IoTとは、あらゆる「モノ」が「インターネット」につながる動きのことで、自動車、家電、それに医療機器などがインターネットにつながります。それに伴い、「セキュリティ」の問題が表面化しています。セキュリティソフトを備えるパソコンでさえ、セキュリティの問題が発生しているくらいで、ほぼ無防備な「モノ」のセキュリティ問題は、深刻化しています。ここでは、IoTのセキュリティの事例と対策について概説します。詳細は、CCDS。
IoT機器がウイルスに感染する流れとしては、まず、IoT機器を制御するパソコンやスマホにウイルスが感染します。次に、パソコンからルータが攻撃され、設定が変更されます。そして、IoT機器がインターネット通信をしようとした際に、不正なサイトに誘導され、ウイルスに感染します。ただし、IoT機器の高度化で、直接、IoT機器が攻撃されるという事例も出始めています。
ノートパソコンやスマホのカメラ、それに防犯用のカメラが、遠隔操作され、勝手に写真や動画を撮影され、第三者に盗み見られたり、脅迫などをされたことがあります。
自動車が、車載ネットワーク(CAN)を介して、遠隔操作されたことがあります。時速130kmになると急ブレーキをかけたり、ハンドルを操作不能にしたり、ブレーキが効かないようにしたりといった事例が報告されています。そこまでではないものの、自動運転車の走行試験中に、遠隔操作されることもあるようです。
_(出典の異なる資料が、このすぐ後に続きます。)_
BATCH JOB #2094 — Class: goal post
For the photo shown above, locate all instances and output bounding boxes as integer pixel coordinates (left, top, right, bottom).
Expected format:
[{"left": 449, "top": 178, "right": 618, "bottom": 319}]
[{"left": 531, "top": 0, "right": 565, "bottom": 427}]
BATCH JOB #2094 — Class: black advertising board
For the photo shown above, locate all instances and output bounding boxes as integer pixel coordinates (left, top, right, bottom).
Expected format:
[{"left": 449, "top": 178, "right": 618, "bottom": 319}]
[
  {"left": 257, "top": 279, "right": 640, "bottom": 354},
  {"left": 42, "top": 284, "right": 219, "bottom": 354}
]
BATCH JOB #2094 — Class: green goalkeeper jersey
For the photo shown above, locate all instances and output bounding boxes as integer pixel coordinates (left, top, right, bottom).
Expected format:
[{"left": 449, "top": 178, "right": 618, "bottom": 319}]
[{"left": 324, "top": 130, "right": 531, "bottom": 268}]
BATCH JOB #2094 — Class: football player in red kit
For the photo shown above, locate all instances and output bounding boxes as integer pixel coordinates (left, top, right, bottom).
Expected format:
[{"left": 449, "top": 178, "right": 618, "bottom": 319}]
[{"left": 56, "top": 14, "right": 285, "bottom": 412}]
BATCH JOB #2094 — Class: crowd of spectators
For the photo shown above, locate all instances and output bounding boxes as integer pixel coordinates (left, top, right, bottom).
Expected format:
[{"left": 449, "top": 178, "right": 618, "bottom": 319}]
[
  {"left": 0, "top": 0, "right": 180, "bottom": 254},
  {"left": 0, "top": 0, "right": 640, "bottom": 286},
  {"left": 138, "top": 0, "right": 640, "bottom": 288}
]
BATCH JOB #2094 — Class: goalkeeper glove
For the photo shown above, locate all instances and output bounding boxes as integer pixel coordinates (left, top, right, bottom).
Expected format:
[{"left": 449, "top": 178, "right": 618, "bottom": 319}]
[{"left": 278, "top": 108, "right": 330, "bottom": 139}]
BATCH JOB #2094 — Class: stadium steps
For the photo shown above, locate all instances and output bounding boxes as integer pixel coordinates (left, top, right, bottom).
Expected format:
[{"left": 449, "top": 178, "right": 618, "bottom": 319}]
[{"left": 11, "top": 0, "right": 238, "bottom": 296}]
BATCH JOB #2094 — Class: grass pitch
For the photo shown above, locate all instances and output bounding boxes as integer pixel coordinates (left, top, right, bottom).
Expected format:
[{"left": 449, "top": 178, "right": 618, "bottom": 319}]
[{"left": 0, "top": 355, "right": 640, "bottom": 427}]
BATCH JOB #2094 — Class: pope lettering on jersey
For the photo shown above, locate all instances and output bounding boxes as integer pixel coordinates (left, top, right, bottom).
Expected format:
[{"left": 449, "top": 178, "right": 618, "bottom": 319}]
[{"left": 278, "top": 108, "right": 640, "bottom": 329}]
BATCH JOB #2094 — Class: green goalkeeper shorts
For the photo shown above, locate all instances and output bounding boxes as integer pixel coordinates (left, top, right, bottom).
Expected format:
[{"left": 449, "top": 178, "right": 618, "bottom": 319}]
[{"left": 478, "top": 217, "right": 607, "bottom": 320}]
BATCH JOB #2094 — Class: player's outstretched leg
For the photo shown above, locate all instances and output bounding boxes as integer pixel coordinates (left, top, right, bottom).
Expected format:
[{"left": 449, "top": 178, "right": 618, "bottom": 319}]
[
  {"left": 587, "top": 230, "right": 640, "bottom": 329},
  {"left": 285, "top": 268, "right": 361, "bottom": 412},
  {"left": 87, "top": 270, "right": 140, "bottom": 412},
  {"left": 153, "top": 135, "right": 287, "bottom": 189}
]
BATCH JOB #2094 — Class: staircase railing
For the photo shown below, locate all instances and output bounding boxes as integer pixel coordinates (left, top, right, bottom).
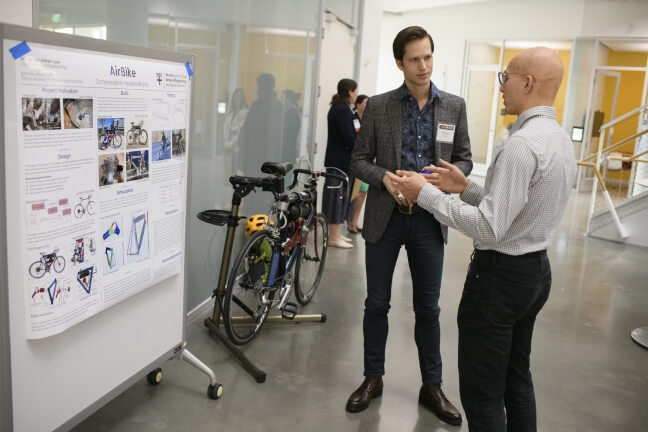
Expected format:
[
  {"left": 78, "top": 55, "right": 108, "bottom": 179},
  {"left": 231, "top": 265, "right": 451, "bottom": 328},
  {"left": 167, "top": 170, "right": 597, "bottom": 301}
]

テレビや冷蔵庫などのIoT機器が、ウイルスに感染すると、どこかの誰かがサイバー攻撃をしようとするときに、それに加担されてしまうことがあります。それらのIoT機器から、見ず知らずの人のシステムへ攻撃がなされるのです。それが「踏み台」です。パソコンでは、よくある事例でしたが、ついにIoT機器でも現実のものとなってきました。セキュリティ設定が甘かったのが原因だったようです。
埋め込み型の医療機器である心臓ペースメーカーが不正操作されたことがあります。使用中に、設定変更を行うための無線通信機能が、攻撃されたようです。
14歳の二人の少年が、インターネットで見つけたマニュアルを元に、ATMの表示画面のメッセージを書き換えた事例が報告されています。また、携帯メールを送信するだけで、ATMから現金を引き出せるマルウェアがあるそうです。
IoT機器であるスマートテレビにサイバー攻撃がなされ、「罰金払え」という画面が出て、テレビ画面が停止したという事例もあります。
ルータなどのネットワーク機器だけでなく、IP電話や空調、照明などがマルウェアに感染した事例があります。その元凶が「Telnet」だとされています。Telnetは、IoT機器を遠隔操作するためのプログラムで、通信を暗号化しないので、セキュリティ面での問題があるとされています。Telnetでは、IDとパスワードが、グーグル検索で簡単に入手できてしまうそうです。初期設定のパスワードなどは、絶対に使わず、マメに変更しましょう。